Penyelenggaraan Layanan Beli Sekarang Bayar Nanti (BNPL) – diberikan masa peralihan bagi pelaku usaha jasa keuangan selain bank umum dan perusahaan pembiayaan untuk mengalihkan portofolio serta menghentikan penyelenggaraan BNPL paling lambat hingga 31 Desember 2027. Langkah ini bertujuan memberikan kepastian hukum serta mengoptimalkan pengelolaan layanan keuangan yang sesuai peraturan.

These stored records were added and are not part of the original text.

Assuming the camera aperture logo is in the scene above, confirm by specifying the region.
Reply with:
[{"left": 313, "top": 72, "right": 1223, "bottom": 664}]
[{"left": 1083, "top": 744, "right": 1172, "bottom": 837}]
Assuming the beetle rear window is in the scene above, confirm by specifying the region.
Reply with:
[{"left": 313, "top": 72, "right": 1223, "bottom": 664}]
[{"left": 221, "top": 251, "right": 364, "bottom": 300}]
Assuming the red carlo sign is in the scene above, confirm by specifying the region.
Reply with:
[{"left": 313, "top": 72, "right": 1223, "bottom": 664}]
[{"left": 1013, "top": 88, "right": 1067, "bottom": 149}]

Sertifikasi dan Persyaratan Latar Belakang Pendidikan untuk Pihak Utama Perusahaan Gadai – dalam rangka kemudahan berusaha dan menjaga pertumbuhan industri, kebijakan ini menyederhanakan persyaratan awal permohonan izin usaha dengan mengecualikan persyaratan latar belakang pendidikan formal terakhir dan memberikan waktu pemenuhan sertifikasi sesuai ketentuan paling lambat satu tahun setelah pemberian izin usaha.
Pelaporan Pengesahan atau Persetujuan dari Instansi Berwenang Terkait Keputusan Rapat Umum Pemegang Saham – terkait proses pembubaran perusahaan, kebijakan ini memberikan kepastian hukum dan kemudahan administrasi pembubaran perusahaan, khususnya terkait proses yang dilakukan pada instansi berwenang.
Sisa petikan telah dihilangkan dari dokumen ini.